As we approach the mid-point of the season, the Denver Broncos are still in the midst of trying to find the right balance on defense.
For the first three games of the season, Denver’s defense averaged only 3.2 YPC given up on the ground, but they were one of the worst teams in the league at giving up yardage over the middle and on play action.
Thus, in an effort to stop the bleeding through the air, Denver shifted their tactics, and in turn gave up two 200 yard rushers in back to back weeks.
So where is the middle ground?
I joined the folks over at Orange and Blue 760 yesterday (starting at the 15:00 mark) and discussed this storyline, among other topics, to try and see what has gotten us to this point, and where Denver goes from here.
Let’s take a look at it.
If you have followed my stuff over the last few seasons, I have been talking about the initial adjustment Denver made to their run defense when Vance Joseph and Joe Woods took over.
In 2016 under Wade Phillips, the run defense struggled mightily, finishing in the bottom half of the league and having several games where it seemed impossible to stop anyone on the ground.
In 2017, Vance Joseph and Joe Woods got together and made adjustments to how they were playing the run.
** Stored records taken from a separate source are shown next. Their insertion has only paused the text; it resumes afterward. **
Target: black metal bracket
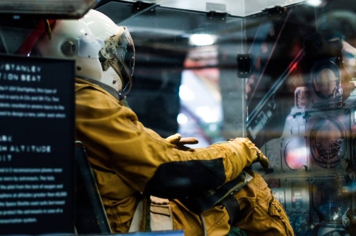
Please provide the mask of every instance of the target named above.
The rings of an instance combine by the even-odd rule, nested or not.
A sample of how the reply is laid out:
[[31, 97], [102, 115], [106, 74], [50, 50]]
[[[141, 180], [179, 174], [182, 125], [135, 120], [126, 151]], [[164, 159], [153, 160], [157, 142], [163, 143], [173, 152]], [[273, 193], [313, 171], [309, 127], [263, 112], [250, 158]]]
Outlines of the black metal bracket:
[[215, 11], [210, 11], [207, 12], [207, 17], [209, 20], [215, 20], [220, 21], [226, 22], [226, 13], [222, 12], [216, 12]]
[[156, 8], [154, 6], [155, 5], [156, 5], [155, 3], [144, 2], [142, 1], [135, 1], [132, 4], [131, 12], [133, 13], [142, 12], [142, 14], [155, 15], [156, 14]]
[[252, 56], [251, 54], [238, 54], [237, 77], [247, 78], [252, 73]]

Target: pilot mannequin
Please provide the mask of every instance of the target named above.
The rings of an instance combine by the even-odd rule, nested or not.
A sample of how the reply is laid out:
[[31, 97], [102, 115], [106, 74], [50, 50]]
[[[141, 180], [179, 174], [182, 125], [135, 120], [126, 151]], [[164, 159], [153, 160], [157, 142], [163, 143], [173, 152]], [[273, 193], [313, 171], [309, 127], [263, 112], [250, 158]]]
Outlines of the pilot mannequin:
[[42, 35], [34, 52], [75, 60], [76, 138], [87, 149], [113, 233], [180, 229], [220, 236], [233, 226], [249, 236], [293, 235], [282, 205], [249, 170], [253, 178], [231, 195], [239, 206], [233, 222], [222, 205], [200, 214], [188, 209], [178, 199], [216, 189], [252, 163], [267, 168], [268, 159], [247, 138], [193, 148], [178, 134], [164, 138], [145, 127], [125, 102], [135, 64], [126, 28], [93, 9], [52, 27], [52, 40]]

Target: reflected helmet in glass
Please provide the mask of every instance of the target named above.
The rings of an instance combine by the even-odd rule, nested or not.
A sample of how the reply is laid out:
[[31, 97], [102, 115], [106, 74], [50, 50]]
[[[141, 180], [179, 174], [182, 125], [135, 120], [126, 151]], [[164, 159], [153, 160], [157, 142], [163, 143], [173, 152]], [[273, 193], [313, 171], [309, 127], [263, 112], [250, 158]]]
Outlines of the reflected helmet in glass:
[[96, 10], [90, 9], [82, 19], [93, 33], [105, 42], [99, 54], [103, 71], [101, 82], [121, 95], [127, 94], [132, 85], [135, 66], [135, 47], [129, 30]]

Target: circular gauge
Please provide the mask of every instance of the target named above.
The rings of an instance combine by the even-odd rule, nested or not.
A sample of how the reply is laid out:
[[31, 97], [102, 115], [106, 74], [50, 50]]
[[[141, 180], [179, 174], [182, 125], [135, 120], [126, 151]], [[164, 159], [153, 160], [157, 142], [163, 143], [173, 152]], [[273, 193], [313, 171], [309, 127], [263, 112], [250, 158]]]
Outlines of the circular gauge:
[[324, 220], [338, 221], [350, 207], [340, 186], [335, 181], [323, 181], [313, 186], [313, 204]]
[[316, 94], [321, 98], [329, 98], [339, 87], [340, 69], [332, 60], [319, 61], [312, 68], [311, 78]]
[[338, 120], [332, 117], [319, 120], [310, 131], [311, 151], [318, 165], [323, 168], [334, 167], [345, 152], [346, 129]]

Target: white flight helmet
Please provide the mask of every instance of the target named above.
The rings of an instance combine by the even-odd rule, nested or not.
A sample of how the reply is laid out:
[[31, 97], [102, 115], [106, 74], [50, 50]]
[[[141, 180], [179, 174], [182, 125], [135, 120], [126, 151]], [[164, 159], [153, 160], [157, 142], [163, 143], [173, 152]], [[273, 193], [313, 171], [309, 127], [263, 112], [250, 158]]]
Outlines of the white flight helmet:
[[89, 10], [82, 20], [105, 43], [99, 52], [103, 71], [101, 82], [125, 96], [131, 88], [135, 66], [135, 47], [130, 32], [96, 10]]
[[32, 54], [75, 60], [75, 75], [100, 81], [103, 71], [99, 52], [104, 45], [85, 23], [79, 20], [57, 20], [51, 29], [52, 38], [44, 33]]

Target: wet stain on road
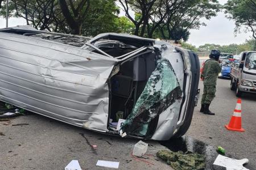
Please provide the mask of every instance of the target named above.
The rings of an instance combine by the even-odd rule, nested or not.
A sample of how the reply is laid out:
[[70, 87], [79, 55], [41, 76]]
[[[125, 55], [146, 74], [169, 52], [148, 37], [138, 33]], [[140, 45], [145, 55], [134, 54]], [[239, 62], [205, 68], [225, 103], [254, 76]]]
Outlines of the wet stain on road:
[[[182, 151], [184, 152], [190, 151], [193, 153], [205, 155], [207, 164], [205, 169], [226, 169], [226, 168], [213, 165], [213, 163], [218, 155], [216, 151], [216, 148], [202, 141], [194, 139], [189, 137], [184, 136], [178, 139], [172, 139], [167, 141], [161, 141], [160, 143], [174, 152], [177, 152], [178, 151]], [[236, 159], [236, 158], [229, 154], [226, 154], [225, 156]], [[245, 165], [245, 167], [251, 169], [246, 165]]]
[[80, 133], [79, 134], [81, 135], [85, 139], [85, 141], [86, 141], [86, 143], [90, 147], [90, 150], [93, 151], [93, 153], [95, 155], [98, 155], [96, 150], [93, 147], [93, 145], [92, 145], [90, 144], [90, 142], [89, 142], [88, 139], [86, 138], [86, 137], [85, 137], [85, 134], [83, 133]]

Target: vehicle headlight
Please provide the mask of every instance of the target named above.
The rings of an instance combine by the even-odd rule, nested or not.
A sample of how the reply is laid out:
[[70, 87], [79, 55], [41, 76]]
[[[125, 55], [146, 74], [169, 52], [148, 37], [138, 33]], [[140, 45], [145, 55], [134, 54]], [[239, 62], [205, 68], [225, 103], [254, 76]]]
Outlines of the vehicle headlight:
[[241, 80], [241, 84], [243, 85], [243, 86], [253, 86], [253, 83], [251, 83], [250, 81], [246, 80]]

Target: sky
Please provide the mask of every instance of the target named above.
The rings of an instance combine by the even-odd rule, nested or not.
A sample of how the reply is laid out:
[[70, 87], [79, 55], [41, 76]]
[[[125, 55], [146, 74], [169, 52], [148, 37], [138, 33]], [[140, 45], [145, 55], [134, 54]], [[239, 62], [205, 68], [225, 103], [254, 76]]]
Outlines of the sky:
[[[219, 0], [221, 4], [224, 4], [227, 0]], [[125, 15], [123, 11], [121, 11], [120, 15]], [[242, 32], [236, 36], [234, 33], [234, 22], [225, 17], [223, 12], [218, 12], [217, 16], [210, 20], [204, 20], [207, 26], [201, 27], [199, 29], [191, 31], [189, 39], [187, 42], [196, 46], [205, 44], [216, 44], [229, 45], [230, 44], [242, 44], [246, 39], [249, 39], [252, 35], [251, 32]], [[9, 27], [26, 24], [25, 20], [21, 18], [10, 18]], [[5, 28], [6, 20], [0, 18], [0, 28]]]

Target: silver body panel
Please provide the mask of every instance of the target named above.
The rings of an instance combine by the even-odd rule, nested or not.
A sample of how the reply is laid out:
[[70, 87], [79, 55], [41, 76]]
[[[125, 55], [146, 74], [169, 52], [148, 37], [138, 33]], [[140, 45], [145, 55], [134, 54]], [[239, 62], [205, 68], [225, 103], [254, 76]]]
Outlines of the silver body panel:
[[[168, 49], [162, 57], [170, 61], [181, 87], [185, 71], [185, 96], [189, 96], [191, 73], [187, 51], [162, 41], [155, 46], [163, 44]], [[95, 53], [85, 46], [0, 32], [0, 100], [73, 125], [109, 131], [108, 80], [123, 58]], [[177, 100], [160, 114], [152, 139], [168, 139], [177, 131], [188, 101], [181, 106]]]

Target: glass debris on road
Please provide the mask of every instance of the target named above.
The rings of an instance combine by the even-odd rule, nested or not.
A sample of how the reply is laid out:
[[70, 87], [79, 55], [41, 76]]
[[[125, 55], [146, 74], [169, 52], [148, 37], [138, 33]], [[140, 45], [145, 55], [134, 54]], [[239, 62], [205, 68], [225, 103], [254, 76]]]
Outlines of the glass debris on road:
[[160, 150], [157, 152], [156, 156], [176, 170], [204, 169], [206, 166], [205, 156], [197, 154]]
[[182, 91], [170, 62], [164, 58], [158, 60], [132, 113], [122, 126], [122, 131], [145, 135], [150, 122], [181, 97]]

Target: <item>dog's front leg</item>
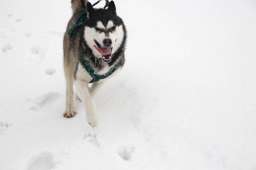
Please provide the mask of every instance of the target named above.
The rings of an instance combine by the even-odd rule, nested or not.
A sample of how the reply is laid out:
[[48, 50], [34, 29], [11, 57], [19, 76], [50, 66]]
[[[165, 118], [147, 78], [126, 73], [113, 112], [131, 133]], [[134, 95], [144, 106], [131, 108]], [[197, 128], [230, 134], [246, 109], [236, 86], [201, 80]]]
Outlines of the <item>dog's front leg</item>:
[[[66, 76], [67, 75], [66, 75]], [[63, 116], [65, 117], [73, 117], [76, 114], [74, 109], [74, 103], [73, 101], [73, 78], [71, 76], [69, 78], [66, 78], [66, 109], [63, 113]]]
[[75, 84], [85, 107], [87, 121], [93, 128], [97, 126], [98, 116], [96, 107], [89, 92], [88, 83], [85, 81], [77, 79], [75, 80]]

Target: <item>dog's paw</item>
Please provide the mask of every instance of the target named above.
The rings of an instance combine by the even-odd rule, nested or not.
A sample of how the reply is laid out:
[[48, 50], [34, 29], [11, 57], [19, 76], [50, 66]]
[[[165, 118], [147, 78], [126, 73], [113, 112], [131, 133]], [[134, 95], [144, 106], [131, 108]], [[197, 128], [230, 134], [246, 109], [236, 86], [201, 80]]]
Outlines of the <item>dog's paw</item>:
[[69, 118], [74, 117], [75, 114], [76, 114], [76, 112], [74, 109], [67, 109], [63, 113], [63, 116]]
[[80, 99], [80, 97], [79, 97], [79, 96], [76, 97], [76, 101], [79, 101], [79, 102], [82, 102], [82, 100], [81, 100], [81, 99]]
[[96, 114], [86, 114], [87, 121], [93, 128], [96, 127], [98, 125], [98, 116]]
I documented this change and its effects back in January, check it out for a full breakdown. And it worked - really well. Denver finished 2017 with the #1 YPC given on the ground, and top 5 in overall yards allowed. I say this mainly because people like to pile on Vance Joseph and Joe Woods (rightly so at times) without giving them credit for the positive things they have done.
So without getting too in-depth here’s a quick recap of the main adjustment. Denver had been struggling against long developing runs with their linebackers slow to read and react, causing them to get caught in the trash on running plays.
So Joe Woods, being a student of Wade Phillips and his philosophy of keeping things simple and letting players go play, implemented this adjustment.
The linebackers, in certain situations, whenever they saw a double team on a defensive lineman, they would crash into the open gap, like Todd Davis does here. This would throw off the timing of blocks, cause disruption, and allowed either the linebacker to make the TFL, or cause the offensive line to break rank and come off the double team, leaving the defensive lineman 1-on-1.
This worked well in 2017, and into the beginning of 2018. However, offensive coaches are no dummies and saw the film from 2017. So, they did the natural thing to counter this.
Here is week 3 against the Ravens. Brandon Marshall sees the double team on Derek Wolfe (above) and crashes, like he has been coaches to do.
Well, while Marshall was doing that, the tight end slipped out behind him and became wide open, as Todd Davis was peeking in the backfield as well and was much too shallow.
The result is a receiver running free down the middle of the field.
Now there’s a lot of things going on here. The safeties are giving extra help to the corners because the corners had been struggling so they were absent from the middle of the field.
Additionally, the crashing linebacker isn’t a bad strategy, but it requires communication and recognition between the linebackers. If Marshall is going to crash, Davis needs to drop to fill in the hole in coverage, but without abandoning his gap entirely in case it is a run.
Swing and a miss
Thus, like every fan and media member was calling for, if you recall, Denver adjusted to try and stop the bleeding over the middle of the field and being burned on play action. This led to them playing more nickel defense, and the linebackers being less aggressive.
It also completely switched up their run fits and the way they were attacking the run, since they had been practicing and playing it a certain way for so long. That’s why we saw such terrible miscommunication against the Jets and Rams, and the run defense paid the price.
Here’s a play against the Rams that demonstrates the timidness Denver was exhibiting in the run game, to avoid being burned on play action. Check out Todd Davis circled above.
Davis is trying to avoid what happened against the Ravens, especially since they are playing against a team who is the best in the league at play action. So he drops back into the passing lane. Leaving an alley the size of Texas on the backside for Gurley.
Now, again, this isn’t all that’s going on as Denver was having problems adjusting their run fits to the Rams’ motion, and McVay did some of the exact same things the Jets did the week prior to exploit Denver’s nickel defense, but this is clearly a primary issue for Denver’s linebackers.
So where do they go from here? We began to see a shift in Denver’s strategy on Thursday night against the Cardinals, as I wrote about after the game, where Denver met in the midle a bit on run defense. The linebackers weren’t crashing as heavily against the run, being aware of the passing lanes, but they stayed in their base front so as not to be gashed too heavily like they were in nickel defense.
Essentially, they’re putting more pressure on their defensive line and outside linebackers as opposed to the inside linebackers, which is the place to put the heaviest load, given the talent they have on the defensive line, in my opinion.
So that’s a brief history of how we got here, Broncos Country. We’ll see how it plays out against the Chiefs, and if Denver can find that happy medium to be able to slow down their attack on Sunday.